Nils lowered himself, hung by his fingers for a second, then dropped into blackness. His tortured knees buckled at the bottom, sprawling him onto rough stone paving. Carefully he rose, and heard the manhole cover being lowered into place.

His remaining escort whispered to him in Anglic. “I’m taking you to a storm sewer that you can follow to the canal. They have gratings across them at intervals that a man can’t crawl through; this joins one of them below the last grate. If half that is said of you is true, once you cross the canal you should be able to get away without any trouble.”

Psychically Nils nodded. The man was barefoot again, and they padded through the narrow tunnel in utter darkness, his guide with a sense of knowing the way. Before long they came to an end, a door, and the Northman sensed the other feeling for a latch, finding it. It would not move. He grasped it with both hands, still couldn’t budge it, and fear surged through him. Nils nudged him aside, explored with his fingers, closed powerful fists on it and pulled, then jerked. Then he pushed, finally lunging against it with a heavy shoulder. The orc took out his sword and pried, carefully at first, then desperately so that the point snapped.

His fear dulled to despondency. “We’re trapped,” he said with his mind. “This route’s been blocked. And we can’t get back out the way we came; it’s too high.”

Nils’s mind questioned.

“No, the other way is a dead end just beyond the shaft we came down.”

Reaching up, Nils found he could touch the overhead. “Let’s go back to the shaft,” he thought. “There’s something I want to try.”

Mentally the man shrugged. Nils led, one hand following the wall, the fingers of the other brushing along the overhead until they found the emptiness of the shaft down which they’d dropped. It was perhaps a meter and a half wide, and round, impossible to climb. He dropped to one knee, hands against the damp wall. “Squat on my shoulders,” he instructed. “When I get up, put your hands on the side of the shaft and stand. See if you can reach the cover.”

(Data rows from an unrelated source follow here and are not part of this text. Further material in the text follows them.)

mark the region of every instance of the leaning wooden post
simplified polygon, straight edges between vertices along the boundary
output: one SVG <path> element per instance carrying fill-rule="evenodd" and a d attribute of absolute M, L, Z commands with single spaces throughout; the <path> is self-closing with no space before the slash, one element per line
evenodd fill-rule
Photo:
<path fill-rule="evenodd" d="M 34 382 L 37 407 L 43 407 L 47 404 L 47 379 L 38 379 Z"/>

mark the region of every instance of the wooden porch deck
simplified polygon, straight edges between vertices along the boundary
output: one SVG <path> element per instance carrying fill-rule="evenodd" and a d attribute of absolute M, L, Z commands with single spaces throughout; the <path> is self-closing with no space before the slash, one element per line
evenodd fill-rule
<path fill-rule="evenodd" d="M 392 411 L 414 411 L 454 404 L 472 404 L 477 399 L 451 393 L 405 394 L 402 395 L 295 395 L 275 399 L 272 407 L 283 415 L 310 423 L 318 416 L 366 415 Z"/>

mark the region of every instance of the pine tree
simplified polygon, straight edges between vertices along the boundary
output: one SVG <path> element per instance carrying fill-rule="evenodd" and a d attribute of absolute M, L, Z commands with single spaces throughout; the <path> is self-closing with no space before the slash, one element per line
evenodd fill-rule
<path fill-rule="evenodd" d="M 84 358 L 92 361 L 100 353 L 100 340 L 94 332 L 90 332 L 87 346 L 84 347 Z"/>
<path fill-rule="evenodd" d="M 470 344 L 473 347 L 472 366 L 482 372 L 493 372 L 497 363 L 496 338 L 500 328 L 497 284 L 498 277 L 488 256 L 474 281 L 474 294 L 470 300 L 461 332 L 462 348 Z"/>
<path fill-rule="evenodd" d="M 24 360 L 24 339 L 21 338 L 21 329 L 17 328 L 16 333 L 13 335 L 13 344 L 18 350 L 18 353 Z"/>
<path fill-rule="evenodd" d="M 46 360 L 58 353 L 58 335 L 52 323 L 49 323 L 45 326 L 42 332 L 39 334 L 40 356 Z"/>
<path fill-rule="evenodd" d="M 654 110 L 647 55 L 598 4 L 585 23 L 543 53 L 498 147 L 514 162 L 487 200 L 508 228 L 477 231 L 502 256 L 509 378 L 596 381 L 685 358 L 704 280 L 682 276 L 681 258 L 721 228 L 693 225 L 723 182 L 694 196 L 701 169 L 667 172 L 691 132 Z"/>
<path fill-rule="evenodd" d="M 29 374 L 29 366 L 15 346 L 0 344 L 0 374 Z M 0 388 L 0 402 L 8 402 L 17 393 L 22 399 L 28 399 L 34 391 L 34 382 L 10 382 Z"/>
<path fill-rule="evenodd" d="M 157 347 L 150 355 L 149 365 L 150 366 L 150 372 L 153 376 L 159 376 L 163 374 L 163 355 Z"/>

Slowly Nils stood with his burden, and carefully the orc rose to his feet; with the return of hope had come fear again.

“I can’t reach it.”

“Stand on my hands and I’ll lift you.”

The man raised his left foot, put it on one of Nils’s palms, then repeated with the other, steadying himself shakily with his hands against the wall. Nils grasped both feet firmly, and slowly raised him to arm’s length overhead. He sensed the orc reaching upward almost hesitantly, touching pavement above, lingers feeling for the edges that defined the cover, finding them. Nils braced his legs, the thick muscles of his arms and shoulders swelling as the man pushed upward against the heavy disk. It gave a little, a centimeter, then the man’s arms were fully extended and could lift no higher. Nils raised up slowly on the balls of his feet, and for just a moment they gained a little more. Then the orc fell backward, striking his head against the side of the shaft before landing heavily on the stones below. There was a stab of pain in his left elbow.